Zur Begründung der Hilfsanträge habe die Klägerseite neue gutachterliche
Stellungnahmen vorgelegt, die im Verfahren nicht hätten geprüft werden können. Ob das
eingeschränkte Vorhaben genehmigungsfähig sei, könne ohne Beteiligung der
entsprechenden Stellen nicht verbindlich gesagt werden. Mit der Klageänderung werde
auch in die Beteiligungsrechte z.B. der Naturschutzverbände eingegriffen. Die Klage sei
im Übrigen - sowohl hinsichtlich des Haupt- als auch der Hilfsanträge - auch
unbegründet. Die angefochtenen Bescheide seien Ergebnis einer Abwägung, in welche
die übereinstimmend ablehnenden Stellungnahmen der Unteren Landschaftsbehörde,
der LÖBF und der beteiligten Naturschutzverbände (ABU) eingeflossen seien.

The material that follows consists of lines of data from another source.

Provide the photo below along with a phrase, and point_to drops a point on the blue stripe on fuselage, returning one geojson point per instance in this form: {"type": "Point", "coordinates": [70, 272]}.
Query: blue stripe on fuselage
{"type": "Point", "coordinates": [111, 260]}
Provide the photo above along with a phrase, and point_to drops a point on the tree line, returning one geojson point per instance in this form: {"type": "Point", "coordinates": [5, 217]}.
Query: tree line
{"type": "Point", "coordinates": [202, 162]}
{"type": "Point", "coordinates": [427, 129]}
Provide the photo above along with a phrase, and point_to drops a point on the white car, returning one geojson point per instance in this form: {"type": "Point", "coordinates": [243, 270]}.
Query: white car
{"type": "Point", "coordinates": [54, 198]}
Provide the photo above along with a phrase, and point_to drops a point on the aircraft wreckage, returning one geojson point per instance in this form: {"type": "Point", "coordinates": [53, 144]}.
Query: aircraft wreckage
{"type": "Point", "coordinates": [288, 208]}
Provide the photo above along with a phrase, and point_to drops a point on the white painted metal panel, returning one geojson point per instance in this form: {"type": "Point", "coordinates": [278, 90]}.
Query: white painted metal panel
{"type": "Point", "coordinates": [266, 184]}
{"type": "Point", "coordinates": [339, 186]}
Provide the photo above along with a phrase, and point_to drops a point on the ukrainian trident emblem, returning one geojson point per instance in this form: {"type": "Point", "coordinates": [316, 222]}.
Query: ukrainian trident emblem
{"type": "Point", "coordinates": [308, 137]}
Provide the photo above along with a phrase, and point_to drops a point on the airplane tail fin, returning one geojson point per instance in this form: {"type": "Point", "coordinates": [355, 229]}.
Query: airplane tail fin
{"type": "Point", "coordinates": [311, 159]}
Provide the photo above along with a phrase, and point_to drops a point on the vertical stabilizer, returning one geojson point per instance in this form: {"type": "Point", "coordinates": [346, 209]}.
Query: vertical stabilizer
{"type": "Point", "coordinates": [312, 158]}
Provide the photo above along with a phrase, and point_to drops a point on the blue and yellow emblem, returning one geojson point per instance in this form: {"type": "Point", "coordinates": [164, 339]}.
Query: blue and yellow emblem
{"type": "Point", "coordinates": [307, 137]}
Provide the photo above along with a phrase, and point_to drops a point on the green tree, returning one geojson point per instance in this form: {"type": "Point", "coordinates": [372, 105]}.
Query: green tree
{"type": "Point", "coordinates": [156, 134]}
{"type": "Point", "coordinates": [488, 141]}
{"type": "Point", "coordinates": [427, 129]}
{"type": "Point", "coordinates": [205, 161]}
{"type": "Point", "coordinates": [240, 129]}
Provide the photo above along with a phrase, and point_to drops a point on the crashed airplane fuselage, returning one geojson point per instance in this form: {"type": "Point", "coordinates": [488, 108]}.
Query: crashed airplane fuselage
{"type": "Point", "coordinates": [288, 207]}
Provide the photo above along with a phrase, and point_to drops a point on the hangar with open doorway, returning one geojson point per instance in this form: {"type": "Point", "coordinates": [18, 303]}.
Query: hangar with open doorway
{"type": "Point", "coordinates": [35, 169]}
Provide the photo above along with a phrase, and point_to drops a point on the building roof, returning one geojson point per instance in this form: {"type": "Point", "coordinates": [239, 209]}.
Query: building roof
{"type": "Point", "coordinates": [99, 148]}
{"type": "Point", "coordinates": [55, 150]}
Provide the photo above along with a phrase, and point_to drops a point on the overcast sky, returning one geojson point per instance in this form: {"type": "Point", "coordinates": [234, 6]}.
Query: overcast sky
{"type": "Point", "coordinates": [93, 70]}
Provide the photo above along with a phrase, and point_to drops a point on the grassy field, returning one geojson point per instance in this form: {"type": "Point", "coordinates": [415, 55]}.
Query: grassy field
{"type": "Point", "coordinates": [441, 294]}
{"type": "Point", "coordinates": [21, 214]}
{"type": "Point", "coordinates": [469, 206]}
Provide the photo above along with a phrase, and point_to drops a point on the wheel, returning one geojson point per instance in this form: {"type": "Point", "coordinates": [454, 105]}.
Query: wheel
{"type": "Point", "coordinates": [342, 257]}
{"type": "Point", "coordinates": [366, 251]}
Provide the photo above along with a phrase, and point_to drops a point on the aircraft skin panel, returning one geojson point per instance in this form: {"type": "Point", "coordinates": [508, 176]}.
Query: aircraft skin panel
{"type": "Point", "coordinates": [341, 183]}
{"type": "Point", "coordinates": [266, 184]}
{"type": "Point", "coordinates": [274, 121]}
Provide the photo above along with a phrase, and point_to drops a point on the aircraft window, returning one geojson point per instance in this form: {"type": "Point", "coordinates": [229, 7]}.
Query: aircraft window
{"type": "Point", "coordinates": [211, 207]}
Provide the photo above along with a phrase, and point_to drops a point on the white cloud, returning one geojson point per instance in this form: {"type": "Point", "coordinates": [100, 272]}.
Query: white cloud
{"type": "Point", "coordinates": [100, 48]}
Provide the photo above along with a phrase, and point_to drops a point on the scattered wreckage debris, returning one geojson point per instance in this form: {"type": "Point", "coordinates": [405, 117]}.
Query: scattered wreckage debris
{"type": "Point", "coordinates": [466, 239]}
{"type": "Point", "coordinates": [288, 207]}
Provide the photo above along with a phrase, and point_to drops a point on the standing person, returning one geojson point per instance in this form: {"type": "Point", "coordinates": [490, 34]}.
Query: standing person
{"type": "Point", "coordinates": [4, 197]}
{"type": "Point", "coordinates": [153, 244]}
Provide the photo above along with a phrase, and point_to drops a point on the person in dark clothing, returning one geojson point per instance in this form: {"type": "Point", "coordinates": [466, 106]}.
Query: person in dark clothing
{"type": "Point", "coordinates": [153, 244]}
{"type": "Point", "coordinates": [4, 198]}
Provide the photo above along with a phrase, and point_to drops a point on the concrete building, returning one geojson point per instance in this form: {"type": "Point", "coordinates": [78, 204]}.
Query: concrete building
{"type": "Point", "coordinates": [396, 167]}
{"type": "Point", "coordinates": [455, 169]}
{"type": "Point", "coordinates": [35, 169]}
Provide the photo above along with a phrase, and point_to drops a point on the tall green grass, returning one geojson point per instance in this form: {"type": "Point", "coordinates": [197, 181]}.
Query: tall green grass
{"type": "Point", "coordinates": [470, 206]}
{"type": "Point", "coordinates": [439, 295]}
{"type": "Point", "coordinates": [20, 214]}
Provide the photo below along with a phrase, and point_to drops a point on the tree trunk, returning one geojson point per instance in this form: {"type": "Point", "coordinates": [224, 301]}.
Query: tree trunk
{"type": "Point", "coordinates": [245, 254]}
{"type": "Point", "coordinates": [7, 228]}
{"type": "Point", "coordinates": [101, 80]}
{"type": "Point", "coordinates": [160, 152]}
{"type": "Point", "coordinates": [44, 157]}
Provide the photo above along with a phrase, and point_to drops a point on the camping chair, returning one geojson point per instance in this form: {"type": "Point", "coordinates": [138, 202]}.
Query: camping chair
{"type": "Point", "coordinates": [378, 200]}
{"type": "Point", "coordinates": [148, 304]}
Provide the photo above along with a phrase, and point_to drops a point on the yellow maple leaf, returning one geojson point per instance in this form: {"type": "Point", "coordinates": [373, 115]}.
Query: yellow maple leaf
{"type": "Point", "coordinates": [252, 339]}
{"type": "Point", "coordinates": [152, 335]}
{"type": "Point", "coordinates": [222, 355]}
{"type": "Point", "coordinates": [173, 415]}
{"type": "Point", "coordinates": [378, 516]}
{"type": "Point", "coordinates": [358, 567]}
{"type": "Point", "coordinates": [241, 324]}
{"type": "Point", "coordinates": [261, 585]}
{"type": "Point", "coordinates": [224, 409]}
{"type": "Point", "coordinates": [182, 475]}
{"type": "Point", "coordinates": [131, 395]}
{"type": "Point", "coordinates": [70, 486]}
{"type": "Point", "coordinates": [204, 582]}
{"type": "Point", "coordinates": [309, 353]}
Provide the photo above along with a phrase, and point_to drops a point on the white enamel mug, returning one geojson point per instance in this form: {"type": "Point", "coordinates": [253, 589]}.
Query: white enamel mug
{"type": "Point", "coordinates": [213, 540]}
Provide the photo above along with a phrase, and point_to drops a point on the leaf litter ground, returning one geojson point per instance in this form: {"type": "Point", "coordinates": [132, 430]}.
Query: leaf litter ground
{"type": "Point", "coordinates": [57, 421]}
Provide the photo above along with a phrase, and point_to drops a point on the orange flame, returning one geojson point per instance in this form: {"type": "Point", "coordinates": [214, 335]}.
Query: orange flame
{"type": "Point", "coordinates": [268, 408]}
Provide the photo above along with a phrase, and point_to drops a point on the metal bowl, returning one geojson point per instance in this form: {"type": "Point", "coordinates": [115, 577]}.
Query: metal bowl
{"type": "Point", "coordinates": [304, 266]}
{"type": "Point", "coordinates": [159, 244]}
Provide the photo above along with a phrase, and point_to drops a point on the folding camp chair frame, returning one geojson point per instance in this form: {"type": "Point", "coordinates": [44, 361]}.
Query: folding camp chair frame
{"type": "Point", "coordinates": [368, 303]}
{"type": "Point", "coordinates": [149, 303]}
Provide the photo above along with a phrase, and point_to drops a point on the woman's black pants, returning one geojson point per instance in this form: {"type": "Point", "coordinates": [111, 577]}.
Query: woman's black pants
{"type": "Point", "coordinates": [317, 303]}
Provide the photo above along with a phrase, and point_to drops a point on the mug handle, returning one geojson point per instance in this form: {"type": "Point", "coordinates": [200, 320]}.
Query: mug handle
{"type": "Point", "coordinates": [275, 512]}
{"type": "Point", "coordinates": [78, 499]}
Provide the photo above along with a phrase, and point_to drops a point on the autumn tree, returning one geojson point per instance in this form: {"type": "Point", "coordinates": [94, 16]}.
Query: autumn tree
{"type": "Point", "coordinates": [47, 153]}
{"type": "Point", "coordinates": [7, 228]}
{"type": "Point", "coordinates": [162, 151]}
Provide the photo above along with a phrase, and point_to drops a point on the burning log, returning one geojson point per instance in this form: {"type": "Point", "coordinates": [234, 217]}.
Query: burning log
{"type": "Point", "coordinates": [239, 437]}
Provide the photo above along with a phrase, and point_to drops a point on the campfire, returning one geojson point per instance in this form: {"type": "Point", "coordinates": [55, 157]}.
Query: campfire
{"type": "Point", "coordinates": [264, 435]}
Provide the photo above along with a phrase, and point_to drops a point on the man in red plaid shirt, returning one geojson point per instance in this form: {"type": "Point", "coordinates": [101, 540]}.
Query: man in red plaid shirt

Im
Genehmigungsverfahren habe sie - die Beklagte - keineswegs die Problematik auf das
Wachtelkönigvorkommen reduziert. Das Vorhaben sei nicht genehmigungsfähig, weil es
zu einer erheblichen Beeinträchtigung eines Europäischen Vogelschutzgebietes in
seinen für die Erhaltungsziele und den Schutzzweck maßgeblichen Bestandteilen führe
bzw. führen könne. Nach § 34 Abs. 2 des Bundesnaturschutzgesetzes sei ein Projekt
nicht erst dann unzulässig, wenn positiv festgestellt werde, dass es zu
Populationsbeeinträchtigungen geschützter Arten komme. Vielmehr genüge, dass
nachteilige Folgen für die Lebensbedingungen geschützter Arten eintreten könnten. Das
sei bereits dann der Fall, wenn eine gewisse Wahrscheinlichkeit dafür spreche, dass
das Vorhaben im Einzelfall geeignet sei, sich nachteilig auszuwirken. Davon müsse
nach den eindeutigen und fachlich überzeugenden Stellungnahmen der beteiligten
Träger öffentlicher Belange ausgegangen werden. Hinsichtlich der Gewichtung der
möglichen Beeinträchtigung stehe ihr - der Beklagten - ein Abwägungsrecht zu. In
Anbetracht der übereinstimmend negativen Stellungnahmen sei die der ablehnenden
Entscheidung zugrunde liegende Bevorzugung der Belange des Naturschutzes nicht
angreifbar. Mit ihren Hilfsanträgen gestehe die Klägerseite ein, dass zumindest eine
erhebliche Prognoseunsicherheit für Populationsbeeinträchtigungen der geschützten Art
des Wachtelkönigs vorliege. Den Hilfsanträgen sei in der Sache auch
entgegenzuhalten, dass die rechtliche und fachliche Problematik in unzulässiger Weise
auf den Wachtelkönig fokussiert werde. Im Übrigen nehme die Beklagte auf
Stellungnahmen des Landesamtes für Natur, Umwelt und Verbraucherschutz NRW
(LANUV, ehemals LÖBF) vom 15. März 2007 und ihrer eigenen Höheren
Landschaftsbehörde vom 18. März 2007 Bezug.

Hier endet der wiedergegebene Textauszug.